Saturday, January 21, 2012

Another Sleepless Night

I haven't posted in some time and perhaps my exhaustion or delirium is compelling me to type. Tim was on call last night and no matter how many years or overnight calls pile up, I am never ready for sleeping alone. I do enjoy the extra space, Tim can attest I like my space! However, it just feels strange crawling into bed with Bella plopped perfectly on the floor in her grand bed and Max snug tight sleeping soundly in his room, but here I am alone with no one to kiss goodnight. Falling to sleep comes pretty easily, but when I wake an hour or so into my slumber and hear that Max is resting quietly, Bella is roused by nothing - I still have this sense that I should stay awake to watch over the house. We have an alarm system, I stare at it more than once to make sure I see the red light indicating I did activate it correctly but this gives me little comfort. I am confident in the alarm system but my worries of the world, for our families, for our lives seem endless. I admit always having a little trouble sleeping, I would never denote professional sleeper beside my name, but since Max the trouble is a real epidemic especially when I am alone.
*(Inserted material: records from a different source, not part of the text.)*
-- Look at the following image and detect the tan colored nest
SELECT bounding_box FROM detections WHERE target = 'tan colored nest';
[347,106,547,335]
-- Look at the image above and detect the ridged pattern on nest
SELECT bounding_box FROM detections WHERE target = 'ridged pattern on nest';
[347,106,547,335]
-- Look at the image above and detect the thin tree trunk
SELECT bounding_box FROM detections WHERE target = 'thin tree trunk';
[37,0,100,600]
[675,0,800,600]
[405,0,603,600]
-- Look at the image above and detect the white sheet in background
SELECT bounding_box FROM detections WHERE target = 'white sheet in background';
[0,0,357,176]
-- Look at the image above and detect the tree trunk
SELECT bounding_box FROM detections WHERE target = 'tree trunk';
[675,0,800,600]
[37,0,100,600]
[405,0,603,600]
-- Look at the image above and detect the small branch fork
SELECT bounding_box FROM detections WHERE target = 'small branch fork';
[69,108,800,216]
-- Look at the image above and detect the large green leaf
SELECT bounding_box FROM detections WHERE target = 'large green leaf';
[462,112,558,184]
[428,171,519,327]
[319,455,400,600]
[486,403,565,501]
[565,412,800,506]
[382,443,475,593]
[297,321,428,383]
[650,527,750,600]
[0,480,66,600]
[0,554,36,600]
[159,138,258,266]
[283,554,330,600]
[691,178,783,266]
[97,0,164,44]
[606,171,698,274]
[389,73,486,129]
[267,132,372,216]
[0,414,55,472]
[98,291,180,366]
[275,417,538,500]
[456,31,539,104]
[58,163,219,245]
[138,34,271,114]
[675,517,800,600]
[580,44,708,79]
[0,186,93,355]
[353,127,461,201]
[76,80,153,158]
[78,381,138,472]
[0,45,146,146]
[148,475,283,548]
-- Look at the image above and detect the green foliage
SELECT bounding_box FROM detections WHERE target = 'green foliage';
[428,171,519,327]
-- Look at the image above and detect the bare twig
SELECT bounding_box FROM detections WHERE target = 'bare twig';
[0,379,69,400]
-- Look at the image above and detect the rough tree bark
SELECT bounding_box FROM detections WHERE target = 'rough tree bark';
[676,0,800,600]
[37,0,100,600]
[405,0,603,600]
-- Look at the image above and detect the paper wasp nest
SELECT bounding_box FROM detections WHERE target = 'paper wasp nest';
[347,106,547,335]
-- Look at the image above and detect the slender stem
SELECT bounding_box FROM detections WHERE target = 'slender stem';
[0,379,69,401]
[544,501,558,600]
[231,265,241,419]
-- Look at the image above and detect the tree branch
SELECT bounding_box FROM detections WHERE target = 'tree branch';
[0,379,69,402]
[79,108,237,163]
We parents worry over everything, we apologize over everything -- ok at least this parent does. I try to rest my eyes, as my grandmother calls it, and hope that the simple act of resting my body will at least get me through the next day but my mind is racing. Literally racing up and down the days and months ahead. A series of questions and scenarios run together, trying to share the same lane on the track. Here is just a sample:
- How will Max take to potty training? Should we start more rigorous attempt at 2 1/2 months and that would be in ......April I guess. Hmm...
- Does Bella need to go to the vet? Her ears are better but allergies or something seems to be making her skin angry especially that spot on her jaw. Poor dog, she is falling apart.
- Is tomorrow when we said we would try to put up different frames in our bedroom? Or maybe that was for Sunday?
- Probably should plan on cooking ahead next weekend for the grandma's to be here when we go to Cabo, if we don't do it next weekend it won't get done. I wonder if that meal plan place like one in Madison is around the burbs out here anywhere? That wasn't great food but some options. I should write the Chinese take out number down for my mom, she will go pick it up - they would eat that.
- Maybe I should switch sides that might help me sleep or count my blessings instead of sheep, that's the song Bing sang in White Christmas right? Yes, counting blessings that would be good. Or I could sing in my head the Lord's Prayer, I have heard my mom sing it plenty of times or am I remembering someone else singing it?
- I need to remember and text Ashly tomorrow so we can try and Facetime with them, catch up with Josh a bit more. I probably won't remember when tomorrow comes.
So you likely get the idea by now. Do you know what finally helped me fall asleep (at least from 4:30 - 6:00 am)? I suddenly got the feeling that I wasn't alone at all. I am not the only sleepless parent or single person running questions through my head, counting my blessings and losing sleep random nights. Even when we feel so very alone and isolated as often happens in the midst of a Minnesota winter, we have so many right beside us. I had a sudden sense of guilt that my husband, gone for one night, will be back tomorrow but for some the nights of an empty bed are countless, some by choice but many because of military service, second and third shift occupations and those who have lost their loves to the great beyond. Pretty profound stuff among rambling questions of parenthood and life in the middle of the night but it snapped me back into the land of living. And suddenly I recognized a need for calm, to grab hold of sanity in the still of the night while I had the chance. I decided to breathe, to rest one hand on my heart and let go.